2 thoughts on “I Heard It On The NARN

  1. “comprehensive”.

    Would love to know how the rally went. I remember about 2005, seeing an “evaluation” of abstinence based sex ed that (a) addressed a program that wasn’t quite abstinence based to begin with, (b) had no attempt at a control, and (c) attempted no statistical test. The “study” or “evaluation” nonetheless concluded that abstinence based sex ed didn’t work. So the fix was in.

    When I contrived an approximate control, I found about 95% + confidence that the method–partial abstinence–was working quite well, within the limitations that I believe parents who enrolled their kids in abstinence based sex ed at school were also likely to have done something about the matter at home.

    Personally, I don’t have a problem with comprehensive sex ed as long as they teach the uncomfortable facts like HIV infection rates among homosexuals, suicidal ideation pre and post op among transsexuals, the explosion of STDs as we’ve jettisoned Judeo-Christian sexual mores, etc.. As far as I can tell, however, that’s not what they’re presenting. I remember being taught in health class about 35 years back about the relative effectiveness of various forms of birth control vs. pregnancy and STDs.

    Doesn’t seem to be what the comprehensive sex ed crowd wants, though.

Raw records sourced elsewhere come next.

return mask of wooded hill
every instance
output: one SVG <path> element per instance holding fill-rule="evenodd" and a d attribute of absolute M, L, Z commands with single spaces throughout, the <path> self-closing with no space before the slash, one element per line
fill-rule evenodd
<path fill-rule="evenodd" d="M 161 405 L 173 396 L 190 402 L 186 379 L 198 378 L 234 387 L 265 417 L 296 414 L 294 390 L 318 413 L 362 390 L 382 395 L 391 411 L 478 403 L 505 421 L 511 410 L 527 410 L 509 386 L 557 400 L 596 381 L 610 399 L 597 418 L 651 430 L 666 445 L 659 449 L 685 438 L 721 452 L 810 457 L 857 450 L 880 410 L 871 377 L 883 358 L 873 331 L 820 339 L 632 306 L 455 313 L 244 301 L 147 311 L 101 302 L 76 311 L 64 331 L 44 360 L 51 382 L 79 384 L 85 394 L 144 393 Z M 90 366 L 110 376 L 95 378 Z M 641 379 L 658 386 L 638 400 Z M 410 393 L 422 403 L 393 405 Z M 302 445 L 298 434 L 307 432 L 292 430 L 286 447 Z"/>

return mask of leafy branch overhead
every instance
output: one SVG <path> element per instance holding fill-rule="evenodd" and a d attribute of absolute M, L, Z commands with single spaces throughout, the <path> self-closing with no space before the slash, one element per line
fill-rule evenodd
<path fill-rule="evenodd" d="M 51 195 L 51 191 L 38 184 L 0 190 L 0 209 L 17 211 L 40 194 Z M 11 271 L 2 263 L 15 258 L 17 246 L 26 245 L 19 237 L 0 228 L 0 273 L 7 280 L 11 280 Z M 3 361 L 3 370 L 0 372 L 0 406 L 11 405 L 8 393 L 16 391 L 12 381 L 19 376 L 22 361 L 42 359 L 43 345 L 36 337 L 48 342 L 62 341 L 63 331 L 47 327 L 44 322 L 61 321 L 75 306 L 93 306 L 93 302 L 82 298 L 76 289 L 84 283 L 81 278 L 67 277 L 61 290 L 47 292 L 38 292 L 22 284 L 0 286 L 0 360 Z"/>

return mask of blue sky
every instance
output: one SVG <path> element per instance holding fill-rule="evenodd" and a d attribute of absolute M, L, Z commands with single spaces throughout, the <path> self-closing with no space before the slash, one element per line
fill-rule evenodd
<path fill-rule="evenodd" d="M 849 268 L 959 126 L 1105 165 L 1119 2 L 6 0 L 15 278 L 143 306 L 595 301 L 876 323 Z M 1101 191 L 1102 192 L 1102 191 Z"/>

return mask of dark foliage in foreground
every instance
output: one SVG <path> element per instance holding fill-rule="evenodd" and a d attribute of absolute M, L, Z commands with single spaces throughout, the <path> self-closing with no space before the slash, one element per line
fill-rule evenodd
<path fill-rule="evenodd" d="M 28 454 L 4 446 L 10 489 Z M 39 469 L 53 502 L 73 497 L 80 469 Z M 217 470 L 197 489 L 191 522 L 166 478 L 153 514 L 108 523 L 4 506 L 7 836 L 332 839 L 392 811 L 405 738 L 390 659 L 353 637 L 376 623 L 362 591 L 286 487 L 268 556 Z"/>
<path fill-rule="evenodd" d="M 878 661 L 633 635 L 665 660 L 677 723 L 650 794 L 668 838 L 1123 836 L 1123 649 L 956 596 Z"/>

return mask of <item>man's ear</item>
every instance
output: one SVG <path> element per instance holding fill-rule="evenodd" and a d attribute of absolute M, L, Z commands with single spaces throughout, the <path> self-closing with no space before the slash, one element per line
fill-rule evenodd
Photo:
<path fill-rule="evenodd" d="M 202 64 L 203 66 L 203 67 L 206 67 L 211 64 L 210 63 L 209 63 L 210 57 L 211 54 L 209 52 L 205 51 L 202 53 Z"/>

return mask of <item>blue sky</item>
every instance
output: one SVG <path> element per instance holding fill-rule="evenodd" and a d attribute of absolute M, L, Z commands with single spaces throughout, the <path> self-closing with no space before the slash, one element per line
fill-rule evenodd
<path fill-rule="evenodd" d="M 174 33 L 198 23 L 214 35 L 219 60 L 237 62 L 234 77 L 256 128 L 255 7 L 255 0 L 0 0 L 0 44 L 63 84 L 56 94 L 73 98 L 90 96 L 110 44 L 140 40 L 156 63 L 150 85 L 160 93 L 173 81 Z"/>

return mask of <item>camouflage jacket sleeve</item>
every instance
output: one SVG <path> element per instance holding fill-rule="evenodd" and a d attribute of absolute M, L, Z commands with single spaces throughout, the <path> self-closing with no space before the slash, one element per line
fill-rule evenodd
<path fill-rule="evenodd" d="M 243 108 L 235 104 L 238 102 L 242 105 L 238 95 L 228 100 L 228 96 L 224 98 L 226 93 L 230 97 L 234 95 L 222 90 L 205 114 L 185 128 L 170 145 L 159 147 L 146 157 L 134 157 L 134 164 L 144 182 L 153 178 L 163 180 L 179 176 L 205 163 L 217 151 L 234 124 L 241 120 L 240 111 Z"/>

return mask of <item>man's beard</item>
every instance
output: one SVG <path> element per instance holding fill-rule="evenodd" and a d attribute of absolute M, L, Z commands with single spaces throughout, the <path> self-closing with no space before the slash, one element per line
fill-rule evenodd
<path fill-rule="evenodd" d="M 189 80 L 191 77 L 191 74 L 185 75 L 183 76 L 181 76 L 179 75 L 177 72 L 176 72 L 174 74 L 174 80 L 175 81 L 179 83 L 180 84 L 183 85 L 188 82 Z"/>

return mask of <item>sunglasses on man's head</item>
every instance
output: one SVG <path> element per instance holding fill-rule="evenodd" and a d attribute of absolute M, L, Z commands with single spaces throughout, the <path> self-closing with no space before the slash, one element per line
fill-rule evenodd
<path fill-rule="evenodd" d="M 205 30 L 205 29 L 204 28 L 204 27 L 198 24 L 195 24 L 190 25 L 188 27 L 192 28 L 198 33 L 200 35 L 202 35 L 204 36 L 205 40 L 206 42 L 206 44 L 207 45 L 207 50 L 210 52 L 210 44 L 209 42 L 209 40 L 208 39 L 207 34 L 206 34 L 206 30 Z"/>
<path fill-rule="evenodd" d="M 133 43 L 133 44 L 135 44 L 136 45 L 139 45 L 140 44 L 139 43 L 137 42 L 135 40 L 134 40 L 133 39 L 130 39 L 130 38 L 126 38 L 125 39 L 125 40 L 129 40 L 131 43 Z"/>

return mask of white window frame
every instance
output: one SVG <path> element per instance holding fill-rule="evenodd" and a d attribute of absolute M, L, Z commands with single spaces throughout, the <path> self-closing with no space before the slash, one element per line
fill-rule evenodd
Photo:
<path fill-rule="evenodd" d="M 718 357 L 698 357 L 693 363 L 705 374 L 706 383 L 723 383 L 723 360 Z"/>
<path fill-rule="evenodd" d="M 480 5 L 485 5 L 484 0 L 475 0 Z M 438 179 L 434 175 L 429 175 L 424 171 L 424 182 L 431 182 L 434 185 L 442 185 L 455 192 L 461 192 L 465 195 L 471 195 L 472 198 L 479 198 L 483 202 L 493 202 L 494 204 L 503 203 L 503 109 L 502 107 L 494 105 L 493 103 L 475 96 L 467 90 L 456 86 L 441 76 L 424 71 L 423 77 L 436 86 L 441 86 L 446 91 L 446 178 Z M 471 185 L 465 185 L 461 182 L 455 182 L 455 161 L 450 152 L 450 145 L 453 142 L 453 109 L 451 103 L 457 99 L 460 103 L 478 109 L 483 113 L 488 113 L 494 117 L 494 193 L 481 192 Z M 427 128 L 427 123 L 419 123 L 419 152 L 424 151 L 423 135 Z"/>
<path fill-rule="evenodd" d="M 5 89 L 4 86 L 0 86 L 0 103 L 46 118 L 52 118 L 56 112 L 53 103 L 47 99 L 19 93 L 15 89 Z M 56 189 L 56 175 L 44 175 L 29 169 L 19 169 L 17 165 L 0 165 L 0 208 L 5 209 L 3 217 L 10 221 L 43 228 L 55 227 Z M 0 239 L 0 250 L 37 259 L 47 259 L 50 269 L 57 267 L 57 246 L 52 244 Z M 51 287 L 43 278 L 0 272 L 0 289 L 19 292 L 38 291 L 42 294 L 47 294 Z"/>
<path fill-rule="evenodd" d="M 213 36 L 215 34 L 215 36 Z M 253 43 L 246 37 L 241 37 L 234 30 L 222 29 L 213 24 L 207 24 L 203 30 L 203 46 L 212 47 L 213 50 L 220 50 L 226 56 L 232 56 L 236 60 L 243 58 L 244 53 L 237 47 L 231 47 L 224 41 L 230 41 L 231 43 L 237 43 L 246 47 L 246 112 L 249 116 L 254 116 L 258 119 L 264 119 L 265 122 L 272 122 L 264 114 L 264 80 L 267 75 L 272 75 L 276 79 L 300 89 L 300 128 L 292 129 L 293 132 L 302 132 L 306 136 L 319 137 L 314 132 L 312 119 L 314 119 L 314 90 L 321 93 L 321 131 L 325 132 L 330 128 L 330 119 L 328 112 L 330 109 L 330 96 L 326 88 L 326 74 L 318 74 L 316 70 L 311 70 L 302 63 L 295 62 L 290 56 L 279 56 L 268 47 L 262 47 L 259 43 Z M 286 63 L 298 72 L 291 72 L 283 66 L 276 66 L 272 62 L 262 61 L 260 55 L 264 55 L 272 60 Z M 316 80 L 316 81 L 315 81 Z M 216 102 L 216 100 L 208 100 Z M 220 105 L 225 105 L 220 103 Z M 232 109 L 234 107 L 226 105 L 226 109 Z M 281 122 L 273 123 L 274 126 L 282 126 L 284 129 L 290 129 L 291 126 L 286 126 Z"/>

  2. The biggest problem I saw was that it promoted the more than two genders theory that has only recently become a cause celeb for the left. I dont want kids exposed to this stuff but a lot of things they covered I do believer kids should eventually learn. If you are teaching CSE to kids below 11-12 though I believe that is legitmately a form of child abuse. But the Left wants to sexualize children at such a yonh age that its creepy.